(CNN) — Easter Island has long been a bucket list destination for travelers from around the world.
But the very thing that keeps the island's economy going strong may be the thing that ultimately causes its ruin: mass tourism.
Recently, a spate of bad behavior by travelers on Easter Island, which is famed for its enormous statues known as moai, has spurred new conversations about how visitors to the island should behave.
Specifically, a new trend of photos where people make it look like they're "picking the noses" of the moai.
The native Rapa Nui people call their island Hanga Roa.
Jo Anne Van Tilburg is an archaeologist, director of the Rock Art Archive at the University of California - Los Angeles and the Director of the Easter Island Statue Project.
Although her life's work has been to protect and study the moai, these days she's focusing more on educating the hundreds of thousands of people who visit Easter Island on how to behave properly -- on a personal level as well as an environmental one.
"Because of the ubiquitous nature of photography in our community, people take the same picture repeatedly. Once one person picks a nose of the moai, you can be sure there will be multiple thousands [of photos], because people are lemmings," Van Tilburg tells CNN Travel.
Two other examples of these "overdone" photos are people who make it look like they're holding the Great Pyramid of Giza in the palm of their hand and travelers making it look as if they're pushing the Leaning Tower of Pisa up to keep it from falling.
"There's nothing creative or interesting or humorous about it. The herd instinct is real."
Van Tilburg first visited Easter Island, which is part of Polynesia but a territory of Chile, in 1981 as a doctoral student. The island did not get added to the UNESCO World Heritage list until 1995.
Since then, she has returned regularly and noticed a shift in the kinds of people who choose to visit Rapa Nui National Park.
In the 1980s, between 2,000 and 5,000 travelers per year came to Rapa Nui National Park. These days, it's north of 100,000 annually. Instead of two flights a week from Santiago, there are three a day.
That's a huge burden on an island with only about 6,000 full-time residents, not to mention one where water and other natural resources are in limited supply and must be used carefully.
Easter Island is 2,300 miles off the coast of Chile.
Although visitors in the past were able to roam the national park freely and get close to all the moai, the crush of overtourism has come with restrictions and now travelers must stick to a prescribed path and only view a few of the statues.
And bad behavior is sadly not a new invention. In 2008, a Finnish man who climbed one of the moai and chipped a piece of ear off was arrested, fined $17,000 and ordered to leave the island and never return.
Van Tilburg also feels that there has been a shift between people who were longtime fans of archeology and history who saved up to afford a once-in-a-lifetime trip to Easter Island, to people who are simply "collectors of places."
In 2018, some controls were put into place to protect Easter Island. Now, foreigners and Chileans who are not Rapa Nui can only get 30-day travel visas instead of the previous 90-day ones.
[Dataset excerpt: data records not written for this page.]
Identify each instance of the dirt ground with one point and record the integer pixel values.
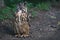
(45, 26)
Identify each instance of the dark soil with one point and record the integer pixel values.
(43, 27)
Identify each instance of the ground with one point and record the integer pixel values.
(45, 26)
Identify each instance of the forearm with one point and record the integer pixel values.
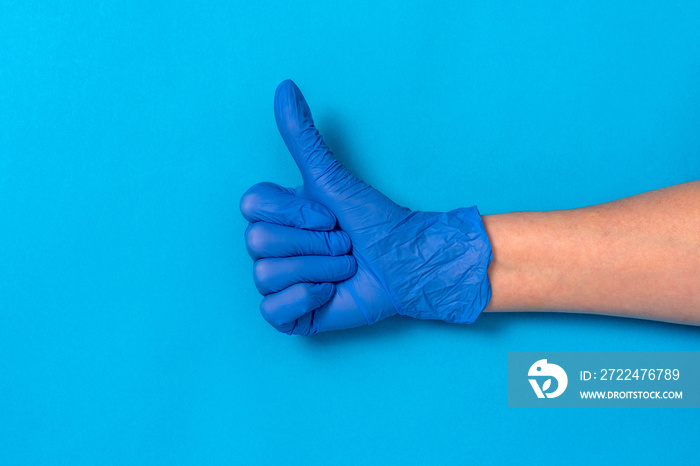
(635, 257)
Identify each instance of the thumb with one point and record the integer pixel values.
(317, 164)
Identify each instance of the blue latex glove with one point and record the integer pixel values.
(336, 253)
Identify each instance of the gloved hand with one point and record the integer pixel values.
(336, 253)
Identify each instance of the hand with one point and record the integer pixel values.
(336, 253)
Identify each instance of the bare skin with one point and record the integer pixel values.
(634, 257)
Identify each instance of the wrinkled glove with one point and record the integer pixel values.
(336, 253)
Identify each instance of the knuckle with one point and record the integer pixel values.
(268, 312)
(262, 271)
(255, 238)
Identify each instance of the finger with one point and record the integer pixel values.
(273, 275)
(264, 239)
(268, 202)
(296, 125)
(282, 309)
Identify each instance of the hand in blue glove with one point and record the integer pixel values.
(336, 253)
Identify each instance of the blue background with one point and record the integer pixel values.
(129, 323)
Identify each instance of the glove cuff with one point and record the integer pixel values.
(450, 281)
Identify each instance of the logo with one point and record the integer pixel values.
(543, 369)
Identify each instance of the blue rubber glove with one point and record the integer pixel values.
(336, 253)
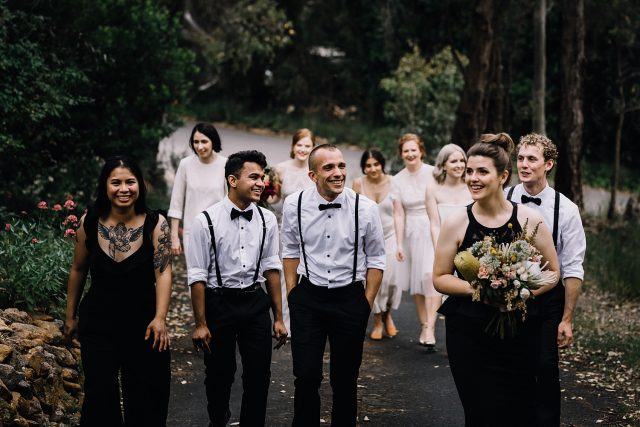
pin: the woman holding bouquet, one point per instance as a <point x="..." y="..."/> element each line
<point x="291" y="176"/>
<point x="494" y="375"/>
<point x="375" y="184"/>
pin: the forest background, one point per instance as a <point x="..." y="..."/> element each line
<point x="81" y="80"/>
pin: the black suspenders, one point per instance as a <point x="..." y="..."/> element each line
<point x="556" y="214"/>
<point x="355" y="250"/>
<point x="215" y="252"/>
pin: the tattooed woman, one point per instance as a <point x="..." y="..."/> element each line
<point x="121" y="321"/>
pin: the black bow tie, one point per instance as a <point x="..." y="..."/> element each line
<point x="527" y="199"/>
<point x="246" y="214"/>
<point x="326" y="206"/>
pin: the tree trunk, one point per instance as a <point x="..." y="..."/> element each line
<point x="494" y="113"/>
<point x="539" y="66"/>
<point x="568" y="175"/>
<point x="470" y="113"/>
<point x="615" y="174"/>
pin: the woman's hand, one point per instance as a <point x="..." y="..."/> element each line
<point x="176" y="247"/>
<point x="158" y="328"/>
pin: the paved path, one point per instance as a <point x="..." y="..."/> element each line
<point x="401" y="384"/>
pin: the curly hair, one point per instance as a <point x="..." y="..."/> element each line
<point x="549" y="149"/>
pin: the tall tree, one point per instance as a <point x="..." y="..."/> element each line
<point x="539" y="66"/>
<point x="470" y="114"/>
<point x="569" y="173"/>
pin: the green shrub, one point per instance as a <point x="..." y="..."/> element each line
<point x="609" y="263"/>
<point x="36" y="250"/>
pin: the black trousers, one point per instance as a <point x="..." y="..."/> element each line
<point x="243" y="320"/>
<point x="551" y="306"/>
<point x="341" y="315"/>
<point x="495" y="378"/>
<point x="145" y="378"/>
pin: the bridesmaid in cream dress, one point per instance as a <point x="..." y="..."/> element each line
<point x="199" y="183"/>
<point x="415" y="249"/>
<point x="451" y="193"/>
<point x="376" y="185"/>
<point x="293" y="176"/>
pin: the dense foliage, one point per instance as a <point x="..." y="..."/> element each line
<point x="36" y="249"/>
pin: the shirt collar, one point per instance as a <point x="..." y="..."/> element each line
<point x="228" y="205"/>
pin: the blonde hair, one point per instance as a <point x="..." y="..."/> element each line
<point x="412" y="137"/>
<point x="439" y="172"/>
<point x="301" y="134"/>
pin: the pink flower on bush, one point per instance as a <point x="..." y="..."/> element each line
<point x="69" y="204"/>
<point x="71" y="219"/>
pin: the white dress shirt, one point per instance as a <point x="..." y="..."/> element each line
<point x="572" y="242"/>
<point x="237" y="244"/>
<point x="329" y="237"/>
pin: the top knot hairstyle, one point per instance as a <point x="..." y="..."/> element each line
<point x="497" y="147"/>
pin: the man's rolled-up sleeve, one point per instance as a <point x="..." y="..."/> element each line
<point x="290" y="239"/>
<point x="374" y="241"/>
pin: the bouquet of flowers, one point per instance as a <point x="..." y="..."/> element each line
<point x="503" y="275"/>
<point x="271" y="186"/>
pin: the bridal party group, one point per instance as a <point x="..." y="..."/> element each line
<point x="291" y="254"/>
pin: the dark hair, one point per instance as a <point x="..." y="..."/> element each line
<point x="312" y="155"/>
<point x="372" y="153"/>
<point x="497" y="147"/>
<point x="415" y="138"/>
<point x="102" y="203"/>
<point x="236" y="162"/>
<point x="210" y="132"/>
<point x="301" y="134"/>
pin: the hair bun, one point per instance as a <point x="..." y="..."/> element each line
<point x="502" y="140"/>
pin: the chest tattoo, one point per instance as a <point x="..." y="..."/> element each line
<point x="119" y="237"/>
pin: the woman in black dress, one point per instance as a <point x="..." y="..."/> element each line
<point x="495" y="377"/>
<point x="121" y="323"/>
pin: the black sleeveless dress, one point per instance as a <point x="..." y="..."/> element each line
<point x="495" y="377"/>
<point x="113" y="318"/>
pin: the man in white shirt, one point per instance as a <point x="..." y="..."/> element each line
<point x="332" y="244"/>
<point x="536" y="158"/>
<point x="233" y="250"/>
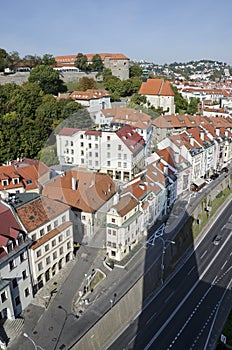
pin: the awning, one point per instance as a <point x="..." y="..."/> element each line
<point x="199" y="182"/>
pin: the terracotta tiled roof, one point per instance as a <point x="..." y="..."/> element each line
<point x="50" y="235"/>
<point x="125" y="205"/>
<point x="89" y="94"/>
<point x="83" y="190"/>
<point x="131" y="138"/>
<point x="39" y="211"/>
<point x="130" y="116"/>
<point x="156" y="87"/>
<point x="68" y="131"/>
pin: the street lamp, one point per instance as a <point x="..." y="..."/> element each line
<point x="65" y="319"/>
<point x="33" y="342"/>
<point x="162" y="259"/>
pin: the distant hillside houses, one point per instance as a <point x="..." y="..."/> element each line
<point x="118" y="63"/>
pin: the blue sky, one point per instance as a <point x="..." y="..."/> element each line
<point x="157" y="31"/>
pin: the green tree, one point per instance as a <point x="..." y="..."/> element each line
<point x="135" y="71"/>
<point x="48" y="60"/>
<point x="97" y="63"/>
<point x="86" y="83"/>
<point x="47" y="79"/>
<point x="81" y="62"/>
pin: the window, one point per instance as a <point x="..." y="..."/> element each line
<point x="10" y="246"/>
<point x="24" y="274"/>
<point x="14" y="283"/>
<point x="41" y="232"/>
<point x="3" y="296"/>
<point x="17" y="300"/>
<point x="23" y="256"/>
<point x="12" y="264"/>
<point x="26" y="292"/>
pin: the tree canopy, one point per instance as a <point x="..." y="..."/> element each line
<point x="47" y="79"/>
<point x="28" y="117"/>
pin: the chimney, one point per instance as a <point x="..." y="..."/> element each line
<point x="176" y="158"/>
<point x="74" y="183"/>
<point x="165" y="170"/>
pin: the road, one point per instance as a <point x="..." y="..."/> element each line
<point x="181" y="315"/>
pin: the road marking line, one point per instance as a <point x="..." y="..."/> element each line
<point x="186" y="296"/>
<point x="151" y="318"/>
<point x="203" y="254"/>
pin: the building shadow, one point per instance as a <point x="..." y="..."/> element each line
<point x="186" y="292"/>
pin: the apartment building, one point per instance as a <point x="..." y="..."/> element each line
<point x="16" y="290"/>
<point x="140" y="121"/>
<point x="118" y="152"/>
<point x="47" y="223"/>
<point x="124" y="228"/>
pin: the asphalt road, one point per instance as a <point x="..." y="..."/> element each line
<point x="182" y="314"/>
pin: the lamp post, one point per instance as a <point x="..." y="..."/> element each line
<point x="33" y="342"/>
<point x="162" y="259"/>
<point x="65" y="319"/>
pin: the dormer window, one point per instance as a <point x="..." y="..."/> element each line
<point x="10" y="247"/>
<point x="5" y="183"/>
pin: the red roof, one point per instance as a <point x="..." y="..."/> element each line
<point x="131" y="138"/>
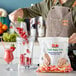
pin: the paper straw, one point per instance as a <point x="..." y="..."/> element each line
<point x="3" y="44"/>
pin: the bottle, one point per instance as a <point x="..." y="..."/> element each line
<point x="40" y="27"/>
<point x="20" y="50"/>
<point x="33" y="27"/>
<point x="33" y="30"/>
<point x="11" y="30"/>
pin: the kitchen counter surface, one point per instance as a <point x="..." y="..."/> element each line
<point x="3" y="72"/>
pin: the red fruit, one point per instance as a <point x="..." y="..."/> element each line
<point x="23" y="42"/>
<point x="28" y="60"/>
<point x="8" y="56"/>
<point x="18" y="28"/>
<point x="57" y="45"/>
<point x="25" y="36"/>
<point x="11" y="27"/>
<point x="27" y="51"/>
<point x="4" y="27"/>
<point x="21" y="29"/>
<point x="53" y="45"/>
<point x="22" y="59"/>
<point x="12" y="48"/>
<point x="22" y="34"/>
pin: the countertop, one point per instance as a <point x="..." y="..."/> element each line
<point x="3" y="72"/>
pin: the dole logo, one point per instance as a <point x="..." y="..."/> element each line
<point x="55" y="45"/>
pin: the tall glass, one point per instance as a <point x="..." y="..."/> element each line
<point x="8" y="57"/>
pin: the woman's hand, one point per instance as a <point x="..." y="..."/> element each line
<point x="72" y="38"/>
<point x="14" y="15"/>
<point x="62" y="61"/>
<point x="46" y="59"/>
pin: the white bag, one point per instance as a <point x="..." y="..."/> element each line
<point x="56" y="49"/>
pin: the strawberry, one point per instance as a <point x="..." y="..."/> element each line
<point x="12" y="48"/>
<point x="23" y="42"/>
<point x="27" y="51"/>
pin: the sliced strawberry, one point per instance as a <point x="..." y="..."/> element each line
<point x="23" y="42"/>
<point x="27" y="51"/>
<point x="12" y="48"/>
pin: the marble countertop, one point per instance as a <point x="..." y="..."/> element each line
<point x="4" y="72"/>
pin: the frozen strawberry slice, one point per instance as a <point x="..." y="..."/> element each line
<point x="22" y="59"/>
<point x="27" y="51"/>
<point x="12" y="48"/>
<point x="23" y="42"/>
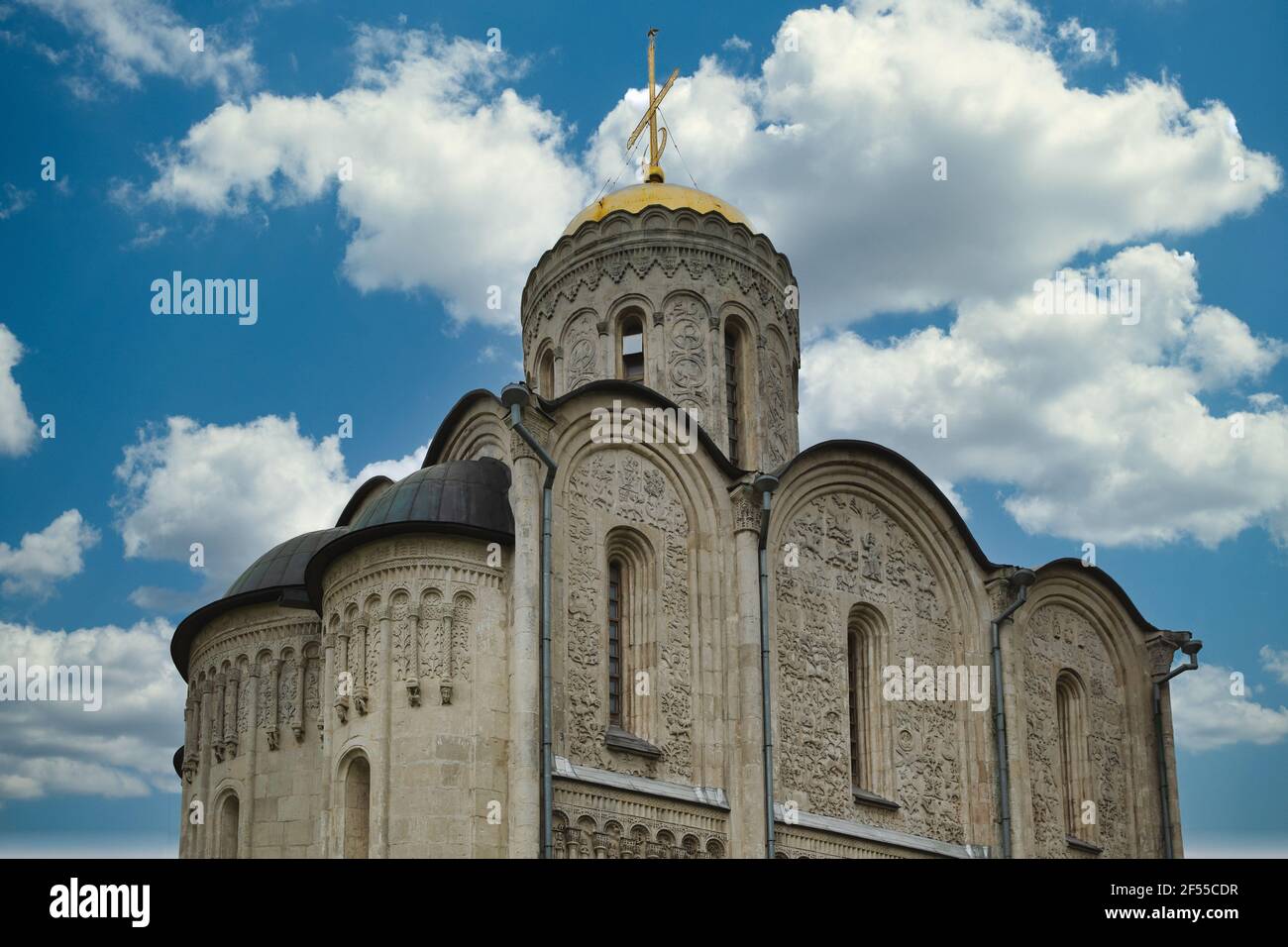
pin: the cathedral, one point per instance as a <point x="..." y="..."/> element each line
<point x="679" y="637"/>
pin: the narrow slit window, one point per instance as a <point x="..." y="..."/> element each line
<point x="614" y="643"/>
<point x="1073" y="753"/>
<point x="632" y="350"/>
<point x="858" y="710"/>
<point x="732" y="392"/>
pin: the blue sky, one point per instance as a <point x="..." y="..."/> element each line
<point x="373" y="308"/>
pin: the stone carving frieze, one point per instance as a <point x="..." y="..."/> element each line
<point x="612" y="488"/>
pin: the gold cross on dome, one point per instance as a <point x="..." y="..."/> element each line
<point x="655" y="99"/>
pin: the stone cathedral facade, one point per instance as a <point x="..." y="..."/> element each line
<point x="375" y="688"/>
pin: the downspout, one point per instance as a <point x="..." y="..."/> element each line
<point x="515" y="395"/>
<point x="767" y="484"/>
<point x="1021" y="579"/>
<point x="1192" y="648"/>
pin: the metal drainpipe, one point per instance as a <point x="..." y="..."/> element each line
<point x="1022" y="579"/>
<point x="516" y="395"/>
<point x="767" y="484"/>
<point x="1190" y="648"/>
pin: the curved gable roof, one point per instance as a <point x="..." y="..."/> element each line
<point x="921" y="478"/>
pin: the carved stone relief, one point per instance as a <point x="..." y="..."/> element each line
<point x="851" y="551"/>
<point x="613" y="488"/>
<point x="1059" y="638"/>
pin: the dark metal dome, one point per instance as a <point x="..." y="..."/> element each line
<point x="469" y="497"/>
<point x="283" y="564"/>
<point x="275" y="577"/>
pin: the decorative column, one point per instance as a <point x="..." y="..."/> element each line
<point x="191" y="731"/>
<point x="412" y="680"/>
<point x="747" y="815"/>
<point x="217" y="723"/>
<point x="253" y="712"/>
<point x="360" y="684"/>
<point x="274" y="676"/>
<point x="445" y="686"/>
<point x="301" y="671"/>
<point x="231" y="698"/>
<point x="343" y="681"/>
<point x="603" y="841"/>
<point x="524" y="772"/>
<point x="201" y="843"/>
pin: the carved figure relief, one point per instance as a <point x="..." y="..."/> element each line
<point x="1056" y="638"/>
<point x="851" y="551"/>
<point x="613" y="488"/>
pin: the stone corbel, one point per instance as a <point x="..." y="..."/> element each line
<point x="746" y="509"/>
<point x="1160" y="650"/>
<point x="274" y="709"/>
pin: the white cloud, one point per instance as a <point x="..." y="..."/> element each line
<point x="44" y="558"/>
<point x="1098" y="425"/>
<point x="121" y="750"/>
<point x="14" y="201"/>
<point x="829" y="150"/>
<point x="17" y="428"/>
<point x="458" y="183"/>
<point x="1275" y="663"/>
<point x="130" y="39"/>
<point x="1207" y="716"/>
<point x="239" y="489"/>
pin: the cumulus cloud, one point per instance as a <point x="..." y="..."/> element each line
<point x="14" y="201"/>
<point x="47" y="557"/>
<point x="1275" y="663"/>
<point x="132" y="39"/>
<point x="829" y="147"/>
<point x="17" y="428"/>
<point x="1098" y="425"/>
<point x="1207" y="716"/>
<point x="239" y="489"/>
<point x="121" y="750"/>
<point x="458" y="183"/>
<point x="1106" y="432"/>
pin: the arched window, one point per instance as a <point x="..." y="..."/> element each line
<point x="732" y="401"/>
<point x="357" y="808"/>
<point x="1070" y="719"/>
<point x="616" y="609"/>
<point x="631" y="641"/>
<point x="230" y="813"/>
<point x="546" y="375"/>
<point x="631" y="348"/>
<point x="871" y="767"/>
<point x="858" y="694"/>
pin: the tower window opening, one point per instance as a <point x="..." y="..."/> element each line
<point x="616" y="602"/>
<point x="546" y="375"/>
<point x="732" y="392"/>
<point x="632" y="350"/>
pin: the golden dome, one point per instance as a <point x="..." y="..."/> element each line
<point x="636" y="197"/>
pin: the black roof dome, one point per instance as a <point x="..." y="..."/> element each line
<point x="283" y="564"/>
<point x="468" y="497"/>
<point x="275" y="577"/>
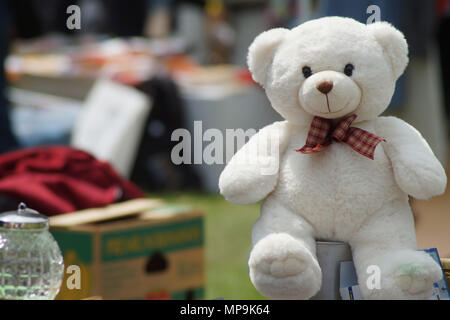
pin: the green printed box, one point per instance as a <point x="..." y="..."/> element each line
<point x="139" y="249"/>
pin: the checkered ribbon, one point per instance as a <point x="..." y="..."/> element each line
<point x="321" y="134"/>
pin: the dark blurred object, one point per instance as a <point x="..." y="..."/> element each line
<point x="7" y="139"/>
<point x="156" y="263"/>
<point x="443" y="35"/>
<point x="154" y="169"/>
<point x="59" y="179"/>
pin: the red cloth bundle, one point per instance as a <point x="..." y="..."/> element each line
<point x="60" y="179"/>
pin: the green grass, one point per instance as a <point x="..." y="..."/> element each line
<point x="227" y="241"/>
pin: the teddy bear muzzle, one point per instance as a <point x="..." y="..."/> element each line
<point x="329" y="94"/>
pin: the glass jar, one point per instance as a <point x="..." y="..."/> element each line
<point x="31" y="264"/>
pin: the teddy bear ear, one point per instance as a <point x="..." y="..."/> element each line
<point x="393" y="43"/>
<point x="260" y="53"/>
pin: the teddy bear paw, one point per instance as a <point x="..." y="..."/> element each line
<point x="281" y="267"/>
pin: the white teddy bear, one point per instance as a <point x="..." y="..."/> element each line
<point x="342" y="172"/>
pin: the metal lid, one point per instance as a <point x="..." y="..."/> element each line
<point x="23" y="218"/>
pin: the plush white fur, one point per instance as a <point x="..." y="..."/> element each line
<point x="336" y="194"/>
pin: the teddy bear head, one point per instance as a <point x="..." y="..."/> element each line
<point x="329" y="67"/>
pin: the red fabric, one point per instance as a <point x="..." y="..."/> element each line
<point x="60" y="179"/>
<point x="321" y="134"/>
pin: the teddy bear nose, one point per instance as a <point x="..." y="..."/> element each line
<point x="325" y="86"/>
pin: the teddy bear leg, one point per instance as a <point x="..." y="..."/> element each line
<point x="282" y="263"/>
<point x="386" y="260"/>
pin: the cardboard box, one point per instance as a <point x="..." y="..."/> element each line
<point x="139" y="249"/>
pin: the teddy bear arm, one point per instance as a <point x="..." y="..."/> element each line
<point x="252" y="173"/>
<point x="416" y="169"/>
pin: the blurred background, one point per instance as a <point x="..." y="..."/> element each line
<point x="117" y="78"/>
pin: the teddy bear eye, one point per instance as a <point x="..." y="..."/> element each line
<point x="306" y="71"/>
<point x="348" y="70"/>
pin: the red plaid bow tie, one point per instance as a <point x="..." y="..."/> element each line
<point x="321" y="134"/>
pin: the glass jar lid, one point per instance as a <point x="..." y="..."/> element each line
<point x="23" y="218"/>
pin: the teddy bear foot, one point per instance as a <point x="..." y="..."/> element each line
<point x="281" y="267"/>
<point x="416" y="279"/>
<point x="412" y="277"/>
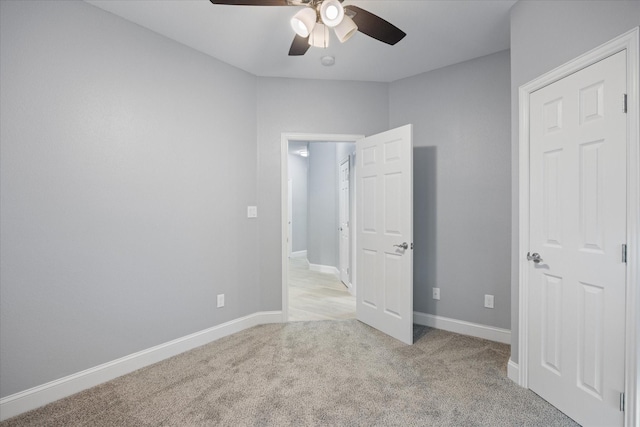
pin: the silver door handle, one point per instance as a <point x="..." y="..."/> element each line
<point x="534" y="257"/>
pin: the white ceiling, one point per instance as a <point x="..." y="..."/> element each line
<point x="257" y="38"/>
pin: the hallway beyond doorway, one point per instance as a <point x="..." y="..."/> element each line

So, if you still want to visit Easter Island and want to show respect for the people and the land there, what can you do? Van Tilburg has a few suggestions.
"Read and prepare," she says simply. "Once you show your guide you have a serious interest, they will take you seriously. Make your questions deserving of answers."
And studying up on Easter Island also means recognizing that it's a living site, not a museum.
"There are 1,000 statues and there are 5,000 people," Van Tilburg says. "Their faces are just as important."